Here's the most common health check implementation I see:
@app.get("/healthz")
def health():
return {"status": "ok"}
This tells the load balancer the process is alive and can receive HTTP connections. It says nothing about whether the process can actually serve traffic. The database might be unreachable. The connection pool might be saturated. The cache warming might not have completed. All of that is invisible behind a 200 OK.
The gap between "process is alive" and "ready to serve traffic" is where cascading failures hide.
The Three-Level Hierarchy
Health checks have three distinct jobs, and conflating them causes problems:
Liveness: Is the process running and not deadlocked? If liveness fails, the container runtime should kill and restart the process. The check should be cheap — just confirming the event loop or thread pool is responsive. A stuck process that can't answer even this check is a zombie and should be replaced.
Readiness: Can this instance serve requests right now? If readiness fails, the load balancer should stop sending traffic to this instance, but the instance should not be killed. The process is alive; it's just not ready. Database disconnected, cache miss storm, dependency unavailable — all are readiness failures, not liveness failures.
Startup: Has the process completed initialization? Kubernetes's startupProbe delays liveness checks until initialization is confirmed, preventing premature restarts during slow cold starts. Without it, a liveness probe failing during a slow database migration can cause Kubernetes to kill an instance that just needed more time.
What Kubernetes Actually Does With These
livenessProbe failure → pod is killed and restarted. Use this only for truly dead processes.
readinessProbe failure → pod is removed from the Service endpoints. Traffic stops. Pod is not killed. When the probe recovers, traffic resumes. This is what you want for dependency failures.
startupProbe success → Kubernetes starts running liveness and readiness probes. Until startup succeeds, neither fires.
Most applications should have all three. Most applications have one — usually wired to the wrong job.
The Deep Health Check Trap
The obvious fix for a shallow health check — add real dependency checks to /healthz — creates a different problem:
@app.get("/healthz")
def health():
db.execute("SELECT 1") # Check database
redis.ping() # Check cache
return {"status": "ok"}
Now a brief database hiccup causes every instance to simultaneously fail its health check. The load balancer removes all backends from rotation. Total outage. The health check that was supposed to enable resilience caused the failure it was meant to detect.
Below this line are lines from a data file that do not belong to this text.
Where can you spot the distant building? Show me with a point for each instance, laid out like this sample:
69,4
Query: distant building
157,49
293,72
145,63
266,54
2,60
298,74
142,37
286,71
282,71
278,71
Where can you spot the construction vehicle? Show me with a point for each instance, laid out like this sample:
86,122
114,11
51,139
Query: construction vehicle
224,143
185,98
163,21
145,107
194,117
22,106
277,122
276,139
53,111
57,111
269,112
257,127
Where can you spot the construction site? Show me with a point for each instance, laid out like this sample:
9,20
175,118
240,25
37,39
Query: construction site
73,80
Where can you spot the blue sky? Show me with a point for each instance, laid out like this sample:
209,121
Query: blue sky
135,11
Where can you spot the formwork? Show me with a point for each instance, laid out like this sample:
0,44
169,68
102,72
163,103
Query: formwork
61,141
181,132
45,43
This is the cascading health check failure pattern. It's more dangerous than a shallow health check because it converts a partial failure (one dependency is slow) into a total failure (all instances report unhealthy at the same moment).
The Right Split
Split the check, not the endpoint name:
/livez → checks only that the process is responsive. Runs every few seconds. Returns 200 if the HTTP handler can answer. Nothing else.
/readyz → checks critical-path dependencies, with tight timeouts. Checks only what a request actually needs — not everything you have. Returns 503 if any required dependency is unreachable after the timeout. Wire your load balancer readiness probes here, not your liveness probes.
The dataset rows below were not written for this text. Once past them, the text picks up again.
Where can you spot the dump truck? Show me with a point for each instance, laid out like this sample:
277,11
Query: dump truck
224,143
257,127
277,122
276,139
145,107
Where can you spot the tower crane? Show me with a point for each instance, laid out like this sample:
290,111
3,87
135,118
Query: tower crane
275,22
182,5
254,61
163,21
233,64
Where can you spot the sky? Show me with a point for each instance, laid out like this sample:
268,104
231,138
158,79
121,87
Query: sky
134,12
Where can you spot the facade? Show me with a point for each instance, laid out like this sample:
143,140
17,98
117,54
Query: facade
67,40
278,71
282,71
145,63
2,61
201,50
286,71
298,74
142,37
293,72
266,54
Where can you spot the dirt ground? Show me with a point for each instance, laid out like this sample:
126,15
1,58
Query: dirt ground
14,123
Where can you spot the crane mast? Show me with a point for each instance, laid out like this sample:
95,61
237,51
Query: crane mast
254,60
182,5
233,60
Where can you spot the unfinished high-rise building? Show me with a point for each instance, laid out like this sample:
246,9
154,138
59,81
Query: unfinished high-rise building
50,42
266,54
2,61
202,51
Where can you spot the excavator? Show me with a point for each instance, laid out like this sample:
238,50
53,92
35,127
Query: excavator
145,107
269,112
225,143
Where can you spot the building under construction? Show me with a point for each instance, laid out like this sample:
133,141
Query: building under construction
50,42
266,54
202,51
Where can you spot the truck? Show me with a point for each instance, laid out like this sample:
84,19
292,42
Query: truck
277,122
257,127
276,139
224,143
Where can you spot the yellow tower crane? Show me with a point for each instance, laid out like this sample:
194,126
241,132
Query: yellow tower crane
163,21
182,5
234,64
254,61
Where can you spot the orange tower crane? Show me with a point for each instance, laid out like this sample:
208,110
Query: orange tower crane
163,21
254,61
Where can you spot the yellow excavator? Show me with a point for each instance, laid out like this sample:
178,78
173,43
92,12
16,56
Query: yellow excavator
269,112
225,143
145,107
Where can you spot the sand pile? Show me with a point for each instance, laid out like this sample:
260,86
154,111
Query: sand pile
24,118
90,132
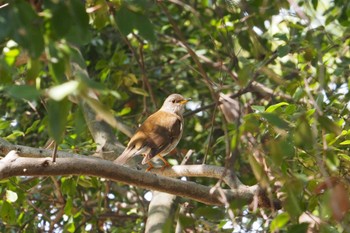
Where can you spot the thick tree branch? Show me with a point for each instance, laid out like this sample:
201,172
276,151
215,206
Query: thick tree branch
37,162
13,165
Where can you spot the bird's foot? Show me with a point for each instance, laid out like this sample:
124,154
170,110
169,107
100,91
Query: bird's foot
150,167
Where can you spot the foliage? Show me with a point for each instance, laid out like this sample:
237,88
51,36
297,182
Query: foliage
286,64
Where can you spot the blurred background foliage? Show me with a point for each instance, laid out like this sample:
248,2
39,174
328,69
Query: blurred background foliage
281,72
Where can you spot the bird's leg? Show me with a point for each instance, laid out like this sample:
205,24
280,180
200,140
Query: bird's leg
166,164
150,166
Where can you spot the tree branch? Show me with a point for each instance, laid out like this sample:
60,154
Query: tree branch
72,164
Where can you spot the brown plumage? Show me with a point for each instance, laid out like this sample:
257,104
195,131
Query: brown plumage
159,134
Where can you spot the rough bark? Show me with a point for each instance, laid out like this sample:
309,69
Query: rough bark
73,164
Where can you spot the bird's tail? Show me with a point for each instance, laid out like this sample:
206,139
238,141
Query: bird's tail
124,157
/healthz → pick one of the above and document which. (Google's own systems use the /livez and /readyz convention; /healthz is legacy.)
Caching the Readiness Result
Running a real database check on every probe invocation is expensive. A readiness probe fires every 5-30 seconds by default. At 10 replicas with 10s intervals, that's 1 check per second hitting your database from health check traffic alone.
Cache the result for 5-10 seconds:
import time
_readiness_cache = {"ok": True, "ts": 0}
def check_readiness():
now = time.time()
if now - _readiness_cache["ts"] < 5:
return _readiness_cache["ok"]
try:
db.execute("SELECT 1", timeout=2)
_readiness_cache.update({"ok": True, "ts": now})
except Exception:
_readiness_cache.update({"ok": False, "ts": now})
return _readiness_cache["ok"]
What Health Checks Should Never Do
Run database migrations. Warm caches. Execute writes. Take longer than the probe timeout to respond (which causes spurious failures). Return detailed error messages to unauthenticated callers — exposing internal topology through health check error payloads is a reconnaissance aid for attackers.
A health check that returns 200 when the process is alive and 503 when it can't serve traffic, cached, with a 2-second timeout — that's the baseline. Everything else is optimization or noise.